UN population projections prompt calls for population control
The report says that the global population is rising faster than anticipated in previous reports and will likely reach 9.31 billion instead of 9.15 billion by 2050. UNFPA has released plans for activities to “underline the significance of this population milestone.”
Under the guise of aiding women’s “universal access to reproductive health,” UNFPA has been promoting abortion and contraceptive availability for years, especially in the developing world, and has recently begun pushing STD vaccinations as well.
“The population projections underscore the urgent need to provide safe and effective family planning to the 215 million women who lack it,” UNFPA Executive Director, Dr. Babatunde Osotimehin emphasized.
“Small variations in fertility – when multiplied across countries and over time – make a world of difference. We must invest the resources to enable women and men to have the means to exercise their human right to determine the number and spacing of their children.”

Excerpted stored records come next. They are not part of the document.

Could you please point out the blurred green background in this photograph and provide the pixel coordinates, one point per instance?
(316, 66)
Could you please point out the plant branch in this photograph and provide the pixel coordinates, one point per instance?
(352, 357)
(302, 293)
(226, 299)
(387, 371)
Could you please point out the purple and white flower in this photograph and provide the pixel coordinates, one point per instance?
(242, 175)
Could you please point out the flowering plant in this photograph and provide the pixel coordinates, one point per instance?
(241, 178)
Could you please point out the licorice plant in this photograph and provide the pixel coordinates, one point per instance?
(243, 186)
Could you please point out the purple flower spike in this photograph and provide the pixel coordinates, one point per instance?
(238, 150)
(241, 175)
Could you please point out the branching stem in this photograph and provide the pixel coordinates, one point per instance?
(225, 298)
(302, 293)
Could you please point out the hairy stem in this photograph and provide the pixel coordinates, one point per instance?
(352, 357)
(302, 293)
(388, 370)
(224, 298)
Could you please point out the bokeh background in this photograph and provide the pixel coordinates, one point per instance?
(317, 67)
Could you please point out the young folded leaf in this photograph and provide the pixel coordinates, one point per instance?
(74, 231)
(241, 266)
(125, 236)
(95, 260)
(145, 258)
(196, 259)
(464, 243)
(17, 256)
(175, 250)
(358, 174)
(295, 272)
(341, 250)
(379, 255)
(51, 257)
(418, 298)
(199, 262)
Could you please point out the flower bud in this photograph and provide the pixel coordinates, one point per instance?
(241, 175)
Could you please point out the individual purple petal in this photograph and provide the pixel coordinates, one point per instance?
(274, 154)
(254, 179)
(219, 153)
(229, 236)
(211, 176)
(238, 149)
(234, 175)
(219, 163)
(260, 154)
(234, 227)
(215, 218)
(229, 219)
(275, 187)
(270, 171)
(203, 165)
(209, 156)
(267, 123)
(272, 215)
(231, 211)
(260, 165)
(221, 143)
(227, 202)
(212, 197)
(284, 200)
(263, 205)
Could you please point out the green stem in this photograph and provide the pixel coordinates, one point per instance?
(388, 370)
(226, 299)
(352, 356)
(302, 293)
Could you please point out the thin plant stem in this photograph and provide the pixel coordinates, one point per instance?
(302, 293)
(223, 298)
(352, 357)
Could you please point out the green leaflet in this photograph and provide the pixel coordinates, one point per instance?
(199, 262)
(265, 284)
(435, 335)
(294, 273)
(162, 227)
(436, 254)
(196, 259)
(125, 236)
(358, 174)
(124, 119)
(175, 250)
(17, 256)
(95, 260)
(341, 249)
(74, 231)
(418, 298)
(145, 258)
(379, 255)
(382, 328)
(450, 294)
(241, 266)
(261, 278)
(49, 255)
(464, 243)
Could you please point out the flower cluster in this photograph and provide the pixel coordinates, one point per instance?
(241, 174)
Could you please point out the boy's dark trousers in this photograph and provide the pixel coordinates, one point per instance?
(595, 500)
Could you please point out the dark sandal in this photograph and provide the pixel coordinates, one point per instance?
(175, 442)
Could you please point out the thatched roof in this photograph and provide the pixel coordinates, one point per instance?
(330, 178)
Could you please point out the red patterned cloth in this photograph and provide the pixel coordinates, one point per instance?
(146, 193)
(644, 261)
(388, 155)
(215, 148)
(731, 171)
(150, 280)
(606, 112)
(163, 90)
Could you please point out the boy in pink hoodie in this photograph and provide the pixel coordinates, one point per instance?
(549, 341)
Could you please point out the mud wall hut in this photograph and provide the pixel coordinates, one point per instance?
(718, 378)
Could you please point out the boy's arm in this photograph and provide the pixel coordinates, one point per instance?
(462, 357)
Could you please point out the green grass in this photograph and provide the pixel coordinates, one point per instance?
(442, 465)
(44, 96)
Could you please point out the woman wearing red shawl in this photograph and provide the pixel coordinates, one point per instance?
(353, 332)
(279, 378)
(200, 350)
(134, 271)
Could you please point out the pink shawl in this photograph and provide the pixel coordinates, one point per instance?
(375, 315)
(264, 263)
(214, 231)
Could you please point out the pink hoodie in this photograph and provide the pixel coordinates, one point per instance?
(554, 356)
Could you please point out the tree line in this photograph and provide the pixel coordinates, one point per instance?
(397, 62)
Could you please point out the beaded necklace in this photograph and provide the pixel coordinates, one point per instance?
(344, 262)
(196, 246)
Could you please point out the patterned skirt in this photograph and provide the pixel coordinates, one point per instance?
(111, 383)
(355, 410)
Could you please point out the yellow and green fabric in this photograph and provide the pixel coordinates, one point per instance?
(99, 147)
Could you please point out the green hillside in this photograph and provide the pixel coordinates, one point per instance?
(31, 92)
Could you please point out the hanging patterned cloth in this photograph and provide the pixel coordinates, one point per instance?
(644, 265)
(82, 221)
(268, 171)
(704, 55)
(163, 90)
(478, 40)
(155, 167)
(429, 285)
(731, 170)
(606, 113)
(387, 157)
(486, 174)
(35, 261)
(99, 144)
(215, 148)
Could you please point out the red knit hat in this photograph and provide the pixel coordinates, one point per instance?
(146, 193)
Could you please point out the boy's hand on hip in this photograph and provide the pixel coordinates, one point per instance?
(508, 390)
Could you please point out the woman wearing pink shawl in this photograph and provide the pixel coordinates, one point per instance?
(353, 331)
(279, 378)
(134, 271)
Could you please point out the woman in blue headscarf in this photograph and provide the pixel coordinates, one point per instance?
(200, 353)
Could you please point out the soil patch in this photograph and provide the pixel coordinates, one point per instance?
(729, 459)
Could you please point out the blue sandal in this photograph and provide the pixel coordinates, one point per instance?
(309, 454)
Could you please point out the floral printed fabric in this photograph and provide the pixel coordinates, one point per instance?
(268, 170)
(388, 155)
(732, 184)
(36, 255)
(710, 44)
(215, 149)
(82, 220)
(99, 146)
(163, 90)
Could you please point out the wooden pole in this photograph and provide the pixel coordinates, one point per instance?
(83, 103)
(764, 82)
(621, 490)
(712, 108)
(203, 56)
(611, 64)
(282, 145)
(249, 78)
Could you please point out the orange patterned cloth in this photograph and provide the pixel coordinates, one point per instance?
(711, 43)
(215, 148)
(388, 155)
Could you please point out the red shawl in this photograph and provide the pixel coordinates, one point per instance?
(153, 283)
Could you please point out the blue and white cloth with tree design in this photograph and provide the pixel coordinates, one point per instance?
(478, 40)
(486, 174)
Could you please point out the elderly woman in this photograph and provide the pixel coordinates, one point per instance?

According to the “2010 Revision of World Population Prospects,” there will be 10.1 billion people on the planet by 2100. This is the first time the UN has made predictions so far into the future. However, the report adds that if global fertility increased by a half a child per woman, that figure could reach nearly 16 billion.
While prediction figures are based on an assumption that growth will taper during the coming years, Hania Zlotnik, head of the UN economic department’s population division, said that “doesn’t seem to us as very probable at this moment,” according to the National Post.
Zlotnik said the October date should be taken “with a grain of salt” because it relies on current trends that have clearly gone amiss in the past.
Suzanne Ehlers, president of Washington-based Population Action International, called the new projections “a wake-up call for governments to fulfill the global demand for contraception.”
“In developing countries around the world, millions of women want to prevent pregnancy but don’t have access to contraception,” said Ehlers. “This impacts their health, their educational opportunities, and their ability to provide for their families.”
Ehlers advocates universal “access to family planning” for “healthier lives” and “protecting our planet.”
Meanwhile, Steven Mosher, President of the Population Research Institute, takes a different view. UNFPA’s claims of women demanding contraceptives are “simply not true,” said Mosher, adding that these women instead are “crying out” for better health care for themselves and their families.
“Their cries are ignored by the population controllers at the UNFPA and elsewhere, however, who are bent not upon saving lives, but upon reducing the number of people on the planet,” said Mosher.
Demographics indicate a world better off with population growth, cited Mosher. Worldwide income, infant mortality rates, life expectancy, education level, and caloric intake have been getting dramatically better since 1800 or when there was only 1 billion people on the planet.
“The UNFPA and other population control organizations are loath to report the truth about falling fertility rates worldwide, since they raise funds by frightening people with the specter of overpopulation,” he said. “They tell us that too many babies are being born to poor people in developing countries. This is tantamount to saying that only the wealthy should be allowed to have children, and is a new form of global racism.”
“We should stop funding population control programs, and instead turn our attention to real problems like malaria, typhus, and HIV/AIDS,” concluded Mosher. “Baby Seven Billion, boy or girl, red or yellow, black or white, is not a liability, but an asset. Not a curse, but a blessing. For all of us.”